In our world full of games that have 90 different button combinations for one move, it was nice to sit back and play a simple game that didn't require too much of my brain power.
The difficulty of the game was nothing for anyone to fear. There were a few parts here and there where you may die and need to start back at a checkpoint, but overall you can watch the game unfold at a good pace.
There are two main game modes to Spyro: Dawn of the Dragon. The first is the main storyline. You will have to follow this method of play until you complete a level, at which time you can go back and play specific levels in order to gain treasures and defeat demi-bosses.
Now allow me to veer for a second and talk about the aforementioned demi-bosses. These suckers are hard! My wife and I were playing this game on multiplayer co-op and we could not defeat these masters of mayhem for anything! It seemed as though when you managed to land a few hits and take their life down a minuscule amount, they would come back at you with 1000X the force! A single hit from you and their life bar barely winces, but a hit from them and you're looking at 50% health if you're lucky! We finally managed to come back and take them down with some of the special powers we had received throughout the game. This makes for a good reason to replay levels at a later time, but it does little good to take them on as you go.
Now that I've digressed, allow me to return to the review and move on to the fun factor of the game. As I stated, I've only played this in co-op mode so I can't speak to the intelligence of the AI in one player. As a co-op game I think it was great fun. Especially if you have someone else who enjoys games such as this and is not short-tempered when working with others. I say this because throughout the game you are literally tethered to the other player by means explained in the game, so moving too far away from them is not an option. Find the right people and this game can make for a good time.
I would say that the replayability of this game is low. Once finished, there seems little reason to want to go back and do it all over again to simply find a small treasure or crystal that you had missed. I would definitely call this a one time through experience.
The depth of the world in this game seems infinite, but once you've been around the block a few times you realize how limited it truly is. The infinite feeling is achieved by vast landscapes and scenery that plays tricks on the mind to make the unsuspecting gamer think they can fly on forever.
The scenery and landscape of the game truly is magnificent and the graphics, although cartoony, is mesmerizing. There are beautiful scenes of forests and cities that seem to flow seamlessly into gameplay and are a treat for the eye.
The music was brilliant and seemed to fit the game well.
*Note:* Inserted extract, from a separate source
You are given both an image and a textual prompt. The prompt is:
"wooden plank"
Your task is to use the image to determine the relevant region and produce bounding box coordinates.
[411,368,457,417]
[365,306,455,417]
For every scene and mood of the game there was a musical score to add to the feeling of the moment. At times you wouldn't notice the music in the background. Not because it was too quiet or uninteresting, but because it flowed so well with the scene and actions at hand.
The movie sequences in the game were well done and didn't interrupt gameplay or seem to drag on. A few well-placed videos here and there carried the storyline along and kept the show going.
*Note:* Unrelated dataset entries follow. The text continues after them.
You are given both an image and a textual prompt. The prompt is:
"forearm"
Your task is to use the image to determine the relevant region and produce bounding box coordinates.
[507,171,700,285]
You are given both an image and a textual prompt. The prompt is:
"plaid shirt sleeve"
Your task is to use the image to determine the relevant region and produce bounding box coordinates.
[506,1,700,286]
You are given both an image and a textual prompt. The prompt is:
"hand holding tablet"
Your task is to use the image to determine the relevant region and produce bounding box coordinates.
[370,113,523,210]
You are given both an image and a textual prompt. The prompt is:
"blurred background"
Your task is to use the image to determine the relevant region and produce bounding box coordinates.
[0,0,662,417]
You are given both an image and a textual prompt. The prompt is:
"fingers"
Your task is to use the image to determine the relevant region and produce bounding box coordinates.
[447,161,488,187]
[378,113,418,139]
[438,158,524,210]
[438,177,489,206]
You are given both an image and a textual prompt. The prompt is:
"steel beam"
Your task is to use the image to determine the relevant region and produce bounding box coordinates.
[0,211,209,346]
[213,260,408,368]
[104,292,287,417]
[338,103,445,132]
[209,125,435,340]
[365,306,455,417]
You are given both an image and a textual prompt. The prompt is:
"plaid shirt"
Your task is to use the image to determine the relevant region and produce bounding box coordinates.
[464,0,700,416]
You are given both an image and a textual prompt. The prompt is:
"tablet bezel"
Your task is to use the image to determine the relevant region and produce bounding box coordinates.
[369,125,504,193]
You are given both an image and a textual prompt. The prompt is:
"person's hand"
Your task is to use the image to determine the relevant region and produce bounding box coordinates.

This is a tough game to place on my personal rating system of "Buy, Rent, or Run" because I definitely can't call it a "Run", but deciding between the other two is a daunting task. If you want to take your time with someone for the multiplayer I would have to say "Buy". But if you have someone who has the dedication to sit down and get through this game in a timely manner then I would have to say, "Rent". Either way, this is a game I would recommend to those gamers out there wanting to take a step back from the complexity of many games and just enjoy some good ol' fashioned fun.